The renin-angiotensin system (RAS) is well known to play an important role in blood pressure (BP) regulation and fluid and electrolyte homeostasis.¹ In recent years, the focus of interest on the RAS has shifted to a main emphasis on the role of the local/tissue RAS in specific tissues.² Emerging evidence has demonstrated the importance of the tissue RAS in the brain,³ heart,⁴ adrenal glands,⁵ vasculature,6, 7 as well as the kidneys.¹ There is substantial evidence that the major fraction of angiotensin (Ang II) present in renal tissues is generated locally from angiotensinogen (AGT) delivered to the kidney as well as from AGT locally produced by proximal tubule cells.⁸ Renin secreted by the juxtaglomerular apparatus cells into the renal interstitium and vascular compartment also provides a pathway for the local generation of Ang I.⁹ Angiotensin-converting enzyme (ACE) is abundant in the kidney and is present in proximal tubules, distal tubules, and the collecting ducts.¹⁰ Ang I delivered to the kidney can also be converted to Ang II.¹¹ Therefore, all of the components necessary to generate intrarenal Ang II are present along the nephron.¹

Chronic kidney disease (CKD) is widely recognized as a major health problem all over the world.

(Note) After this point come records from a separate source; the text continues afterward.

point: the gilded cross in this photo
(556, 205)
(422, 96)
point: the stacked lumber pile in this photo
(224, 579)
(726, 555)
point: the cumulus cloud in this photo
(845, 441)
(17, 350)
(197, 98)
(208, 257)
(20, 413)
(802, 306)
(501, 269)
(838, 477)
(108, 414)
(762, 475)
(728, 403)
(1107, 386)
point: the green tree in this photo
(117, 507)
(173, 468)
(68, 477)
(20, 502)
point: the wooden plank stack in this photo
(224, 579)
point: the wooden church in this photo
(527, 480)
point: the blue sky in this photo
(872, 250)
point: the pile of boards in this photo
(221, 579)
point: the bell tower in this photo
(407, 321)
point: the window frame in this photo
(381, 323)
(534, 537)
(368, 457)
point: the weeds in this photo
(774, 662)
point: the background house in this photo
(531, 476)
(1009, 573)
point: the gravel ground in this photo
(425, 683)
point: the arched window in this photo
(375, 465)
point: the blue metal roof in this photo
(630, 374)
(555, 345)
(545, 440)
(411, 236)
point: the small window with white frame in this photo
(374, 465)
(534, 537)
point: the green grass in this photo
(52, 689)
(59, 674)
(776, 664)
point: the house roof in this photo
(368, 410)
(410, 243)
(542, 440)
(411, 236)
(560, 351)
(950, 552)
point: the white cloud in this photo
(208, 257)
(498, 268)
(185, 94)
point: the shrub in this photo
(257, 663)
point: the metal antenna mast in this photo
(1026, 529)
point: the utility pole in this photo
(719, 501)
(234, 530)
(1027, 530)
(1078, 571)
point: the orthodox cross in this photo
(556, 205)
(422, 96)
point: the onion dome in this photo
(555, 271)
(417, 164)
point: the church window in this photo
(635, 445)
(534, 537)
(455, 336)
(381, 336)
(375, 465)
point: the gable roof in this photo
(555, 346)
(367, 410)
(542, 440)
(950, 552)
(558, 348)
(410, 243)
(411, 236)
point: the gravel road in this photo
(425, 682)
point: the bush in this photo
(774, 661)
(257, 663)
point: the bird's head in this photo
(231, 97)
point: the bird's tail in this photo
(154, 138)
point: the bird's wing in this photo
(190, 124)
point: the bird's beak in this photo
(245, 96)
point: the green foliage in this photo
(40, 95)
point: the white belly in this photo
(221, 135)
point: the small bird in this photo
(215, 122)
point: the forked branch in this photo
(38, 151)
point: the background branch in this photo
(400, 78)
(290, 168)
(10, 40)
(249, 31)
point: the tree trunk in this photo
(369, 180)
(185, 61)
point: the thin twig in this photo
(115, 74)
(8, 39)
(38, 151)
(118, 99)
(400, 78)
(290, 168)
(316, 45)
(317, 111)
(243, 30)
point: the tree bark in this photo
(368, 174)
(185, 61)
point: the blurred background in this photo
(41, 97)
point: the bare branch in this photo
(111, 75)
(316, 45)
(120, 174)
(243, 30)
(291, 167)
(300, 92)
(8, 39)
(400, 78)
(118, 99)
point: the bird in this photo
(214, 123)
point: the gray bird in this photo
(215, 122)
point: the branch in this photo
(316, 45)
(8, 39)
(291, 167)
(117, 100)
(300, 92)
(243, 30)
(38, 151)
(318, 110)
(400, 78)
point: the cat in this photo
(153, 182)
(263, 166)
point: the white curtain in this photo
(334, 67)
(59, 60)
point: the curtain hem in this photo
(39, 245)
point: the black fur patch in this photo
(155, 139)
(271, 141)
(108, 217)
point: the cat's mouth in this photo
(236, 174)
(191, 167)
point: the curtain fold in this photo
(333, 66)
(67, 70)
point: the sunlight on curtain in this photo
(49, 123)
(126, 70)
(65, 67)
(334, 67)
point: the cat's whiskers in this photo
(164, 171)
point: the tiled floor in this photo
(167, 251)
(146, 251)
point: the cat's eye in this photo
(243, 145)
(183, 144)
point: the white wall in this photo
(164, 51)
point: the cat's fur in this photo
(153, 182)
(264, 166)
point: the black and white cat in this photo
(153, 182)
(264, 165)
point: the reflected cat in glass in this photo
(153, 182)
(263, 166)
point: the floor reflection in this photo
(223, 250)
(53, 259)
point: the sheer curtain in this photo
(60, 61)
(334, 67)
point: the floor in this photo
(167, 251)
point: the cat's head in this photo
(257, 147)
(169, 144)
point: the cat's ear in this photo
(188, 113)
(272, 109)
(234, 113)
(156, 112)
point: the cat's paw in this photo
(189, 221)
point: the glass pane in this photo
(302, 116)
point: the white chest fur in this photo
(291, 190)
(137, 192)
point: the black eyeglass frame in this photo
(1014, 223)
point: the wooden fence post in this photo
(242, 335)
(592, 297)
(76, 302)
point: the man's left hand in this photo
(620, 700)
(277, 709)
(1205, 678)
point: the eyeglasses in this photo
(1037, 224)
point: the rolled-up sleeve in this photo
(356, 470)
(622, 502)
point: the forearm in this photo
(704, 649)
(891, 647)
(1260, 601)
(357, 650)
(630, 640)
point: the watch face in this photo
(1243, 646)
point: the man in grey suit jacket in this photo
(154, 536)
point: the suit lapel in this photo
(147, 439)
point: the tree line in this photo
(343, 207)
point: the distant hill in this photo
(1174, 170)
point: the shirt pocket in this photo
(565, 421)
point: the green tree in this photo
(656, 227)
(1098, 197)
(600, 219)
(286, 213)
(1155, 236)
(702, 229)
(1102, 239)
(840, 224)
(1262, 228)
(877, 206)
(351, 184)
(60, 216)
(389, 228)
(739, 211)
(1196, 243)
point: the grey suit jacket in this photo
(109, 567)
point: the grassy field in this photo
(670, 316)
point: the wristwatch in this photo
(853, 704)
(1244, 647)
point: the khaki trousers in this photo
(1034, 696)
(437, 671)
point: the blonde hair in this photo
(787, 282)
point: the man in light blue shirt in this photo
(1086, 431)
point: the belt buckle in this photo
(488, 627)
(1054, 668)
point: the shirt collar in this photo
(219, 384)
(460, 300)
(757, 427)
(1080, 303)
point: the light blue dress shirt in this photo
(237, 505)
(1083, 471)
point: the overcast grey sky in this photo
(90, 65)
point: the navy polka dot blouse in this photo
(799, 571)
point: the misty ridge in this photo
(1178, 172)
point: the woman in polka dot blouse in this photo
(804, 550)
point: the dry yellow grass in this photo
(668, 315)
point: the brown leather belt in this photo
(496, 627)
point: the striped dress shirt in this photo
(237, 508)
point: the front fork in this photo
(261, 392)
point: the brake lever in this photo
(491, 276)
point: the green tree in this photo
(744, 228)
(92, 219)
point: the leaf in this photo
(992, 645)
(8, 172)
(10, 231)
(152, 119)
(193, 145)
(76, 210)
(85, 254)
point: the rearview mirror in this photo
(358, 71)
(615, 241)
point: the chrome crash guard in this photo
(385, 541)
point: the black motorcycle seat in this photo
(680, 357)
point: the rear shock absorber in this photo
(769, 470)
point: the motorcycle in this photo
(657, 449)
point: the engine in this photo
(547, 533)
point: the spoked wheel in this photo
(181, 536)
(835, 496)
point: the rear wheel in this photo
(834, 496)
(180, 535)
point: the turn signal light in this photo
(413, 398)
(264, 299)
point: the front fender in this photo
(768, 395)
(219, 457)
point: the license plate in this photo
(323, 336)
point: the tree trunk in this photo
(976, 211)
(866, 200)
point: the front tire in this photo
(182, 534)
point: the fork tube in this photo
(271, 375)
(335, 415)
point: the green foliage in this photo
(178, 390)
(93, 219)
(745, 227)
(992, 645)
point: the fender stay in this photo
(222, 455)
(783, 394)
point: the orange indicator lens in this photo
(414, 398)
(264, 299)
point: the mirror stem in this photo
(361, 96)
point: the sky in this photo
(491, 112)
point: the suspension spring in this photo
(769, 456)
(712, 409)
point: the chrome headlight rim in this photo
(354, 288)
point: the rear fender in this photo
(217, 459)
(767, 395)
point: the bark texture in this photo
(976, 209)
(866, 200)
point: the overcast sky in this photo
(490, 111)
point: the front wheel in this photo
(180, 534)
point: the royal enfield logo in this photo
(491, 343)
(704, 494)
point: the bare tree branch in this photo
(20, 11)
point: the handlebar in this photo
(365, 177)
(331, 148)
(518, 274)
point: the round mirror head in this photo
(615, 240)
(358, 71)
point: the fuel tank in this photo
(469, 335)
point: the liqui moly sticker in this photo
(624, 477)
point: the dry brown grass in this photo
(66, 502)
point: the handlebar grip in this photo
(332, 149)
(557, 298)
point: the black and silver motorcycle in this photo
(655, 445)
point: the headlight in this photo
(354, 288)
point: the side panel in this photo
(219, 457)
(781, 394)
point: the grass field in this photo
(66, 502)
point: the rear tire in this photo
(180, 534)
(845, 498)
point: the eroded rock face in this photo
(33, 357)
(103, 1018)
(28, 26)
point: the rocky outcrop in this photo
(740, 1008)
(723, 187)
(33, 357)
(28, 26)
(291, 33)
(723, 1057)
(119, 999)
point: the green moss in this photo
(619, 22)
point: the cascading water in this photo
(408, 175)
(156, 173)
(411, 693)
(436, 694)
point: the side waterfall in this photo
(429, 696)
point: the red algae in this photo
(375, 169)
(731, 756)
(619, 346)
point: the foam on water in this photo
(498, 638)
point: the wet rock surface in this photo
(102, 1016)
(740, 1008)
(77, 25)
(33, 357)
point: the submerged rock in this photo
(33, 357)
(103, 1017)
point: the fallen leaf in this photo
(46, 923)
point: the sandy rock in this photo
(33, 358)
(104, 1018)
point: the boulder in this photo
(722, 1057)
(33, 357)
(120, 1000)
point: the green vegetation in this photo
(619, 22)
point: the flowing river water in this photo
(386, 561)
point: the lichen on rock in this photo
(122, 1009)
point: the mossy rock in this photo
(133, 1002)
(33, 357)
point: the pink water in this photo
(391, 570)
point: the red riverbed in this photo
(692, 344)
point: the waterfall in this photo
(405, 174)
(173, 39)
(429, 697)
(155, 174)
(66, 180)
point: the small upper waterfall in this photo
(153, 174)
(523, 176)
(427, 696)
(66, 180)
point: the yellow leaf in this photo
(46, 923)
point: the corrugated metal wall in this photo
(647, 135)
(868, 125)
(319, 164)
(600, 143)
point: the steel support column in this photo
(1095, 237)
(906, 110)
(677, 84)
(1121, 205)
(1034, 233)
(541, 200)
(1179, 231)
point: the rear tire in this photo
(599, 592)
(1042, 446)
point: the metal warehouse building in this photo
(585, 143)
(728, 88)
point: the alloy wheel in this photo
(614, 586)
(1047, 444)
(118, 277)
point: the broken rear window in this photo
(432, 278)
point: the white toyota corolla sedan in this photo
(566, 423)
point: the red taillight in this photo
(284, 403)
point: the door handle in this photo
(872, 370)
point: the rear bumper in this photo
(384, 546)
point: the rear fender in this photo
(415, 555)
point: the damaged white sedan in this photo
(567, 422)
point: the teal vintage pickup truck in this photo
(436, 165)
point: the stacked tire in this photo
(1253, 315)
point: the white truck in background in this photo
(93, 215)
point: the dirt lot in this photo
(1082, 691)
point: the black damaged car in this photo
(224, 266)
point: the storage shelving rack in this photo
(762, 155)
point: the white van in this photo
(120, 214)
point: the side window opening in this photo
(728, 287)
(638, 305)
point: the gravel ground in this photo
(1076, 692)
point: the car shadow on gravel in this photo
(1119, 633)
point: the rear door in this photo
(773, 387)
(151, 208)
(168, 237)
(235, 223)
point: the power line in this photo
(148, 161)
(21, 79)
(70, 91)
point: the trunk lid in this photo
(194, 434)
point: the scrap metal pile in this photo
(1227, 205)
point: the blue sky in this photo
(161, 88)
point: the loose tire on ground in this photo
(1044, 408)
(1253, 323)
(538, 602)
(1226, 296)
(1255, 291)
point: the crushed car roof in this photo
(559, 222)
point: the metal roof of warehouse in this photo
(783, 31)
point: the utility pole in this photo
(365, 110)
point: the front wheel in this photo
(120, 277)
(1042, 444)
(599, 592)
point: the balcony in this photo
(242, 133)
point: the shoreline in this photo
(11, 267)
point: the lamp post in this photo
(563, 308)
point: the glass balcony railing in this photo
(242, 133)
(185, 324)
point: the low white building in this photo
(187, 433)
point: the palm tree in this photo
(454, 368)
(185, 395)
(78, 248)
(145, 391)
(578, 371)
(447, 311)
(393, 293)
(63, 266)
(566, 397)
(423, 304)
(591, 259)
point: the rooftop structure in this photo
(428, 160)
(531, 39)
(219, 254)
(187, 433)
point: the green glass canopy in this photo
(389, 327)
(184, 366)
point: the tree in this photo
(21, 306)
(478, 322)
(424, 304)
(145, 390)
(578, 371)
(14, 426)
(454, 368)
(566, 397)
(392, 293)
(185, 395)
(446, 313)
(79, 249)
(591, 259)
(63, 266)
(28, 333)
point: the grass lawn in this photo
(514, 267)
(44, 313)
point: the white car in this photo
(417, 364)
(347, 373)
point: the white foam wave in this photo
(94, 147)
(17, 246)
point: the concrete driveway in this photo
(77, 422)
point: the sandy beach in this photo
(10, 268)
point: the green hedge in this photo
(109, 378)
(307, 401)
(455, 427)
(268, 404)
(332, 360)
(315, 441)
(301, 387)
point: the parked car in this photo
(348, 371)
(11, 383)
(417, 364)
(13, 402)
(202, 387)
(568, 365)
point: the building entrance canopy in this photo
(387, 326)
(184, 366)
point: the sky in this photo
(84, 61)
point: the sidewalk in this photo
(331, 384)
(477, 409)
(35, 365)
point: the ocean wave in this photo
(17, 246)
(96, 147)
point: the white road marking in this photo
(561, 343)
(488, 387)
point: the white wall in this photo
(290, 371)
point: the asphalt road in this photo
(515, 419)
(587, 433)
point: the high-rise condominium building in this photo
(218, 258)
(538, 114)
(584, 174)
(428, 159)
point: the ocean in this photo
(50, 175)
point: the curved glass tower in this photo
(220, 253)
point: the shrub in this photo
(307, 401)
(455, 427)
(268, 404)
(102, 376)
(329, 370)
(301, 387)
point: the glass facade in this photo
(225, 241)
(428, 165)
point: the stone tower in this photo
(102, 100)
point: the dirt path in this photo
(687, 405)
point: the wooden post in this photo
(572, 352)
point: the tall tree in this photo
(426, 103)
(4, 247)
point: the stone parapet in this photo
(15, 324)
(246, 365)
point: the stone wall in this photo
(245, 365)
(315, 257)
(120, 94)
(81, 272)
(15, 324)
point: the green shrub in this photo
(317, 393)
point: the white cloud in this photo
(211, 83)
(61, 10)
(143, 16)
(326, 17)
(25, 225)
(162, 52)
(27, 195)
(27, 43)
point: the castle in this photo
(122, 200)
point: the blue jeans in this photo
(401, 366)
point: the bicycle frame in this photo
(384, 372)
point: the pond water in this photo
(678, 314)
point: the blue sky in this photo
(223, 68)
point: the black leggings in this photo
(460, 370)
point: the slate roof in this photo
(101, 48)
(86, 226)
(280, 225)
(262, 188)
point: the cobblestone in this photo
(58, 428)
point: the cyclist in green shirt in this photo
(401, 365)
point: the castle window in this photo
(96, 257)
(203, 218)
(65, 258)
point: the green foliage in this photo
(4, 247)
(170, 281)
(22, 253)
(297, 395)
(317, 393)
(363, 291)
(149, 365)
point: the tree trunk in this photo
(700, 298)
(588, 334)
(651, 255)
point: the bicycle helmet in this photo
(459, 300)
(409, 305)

The renoprotective effects of ACE inhibitors and Ang II type 1 receptor blockers on CKD patients are established in diabetic nephropathy12, 13, 14, 15 as well as in nondiabetic nephropathy.16, 17 In order to account for these renoprotective effects, the activated intrarenal RAS was recently proposed to be involved in the progression of renal injury in CKD.¹⁸ The differential regulation of Ang II levels in plasma and kidney is now acknowledged.1, 18 Recently we reported that urinary excretion rates of AGT provide a specific index of intrarenal RAS status in Ang II-dependent hypertensive rats.19, 20, 21, 22, 23 We also recently reported that intrarenal AGT immunoreactivity is enhanced in IgA nephropathy patients.²⁴ Moreover, intrarenal AGT immunoreactivity is significantly correlated positively with urinary occult blood, urinary protein-creatinine ratio (UPro/UCre), and serum creatinine, and correlated negatively with creatinine clearance.²⁴ Recently, we provided evidence demonstrating that urinary AGT levels reflect intrarenal Ang II activity associated with increased risk for deterioration of renal function in CKD patients.²⁵ However, in that study, AGT levels were measured by conversion assay.²⁵ This conversion assay requires three steps. First, samples are incubated with and without exogenous renin. Then, Ang I concentrations in paired test tubes are measured by radioimmunoassay. Finally, converted Ang I is calculated as the difference between paired Ang I concentrations. Therefore, this conversion assay needs time-consuming procedures (∼2 days), indirect measurements, radioisotopes, and purified renin that is expensive and unobtainable. Meanwhile, we recently developed a direct quantitative method to measure plasma and urinary AGT using human AGT enzyme-linked immunosorbent assays (ELISAs).²⁶ In contrast to the aforementioned conversion assay, the newly developed ELISA does not need time-consuming procedures (∼3 hours), indirect measurements, radioisotopes, or purified renin. These data prompted us to measure urinary AGT in CKD patients and investigate correlations with clinical parameters. Therefore, this study was performed to test a hypothesis that urinary AGT levels are enhanced in CKD patients and correlated with some clinical parameters.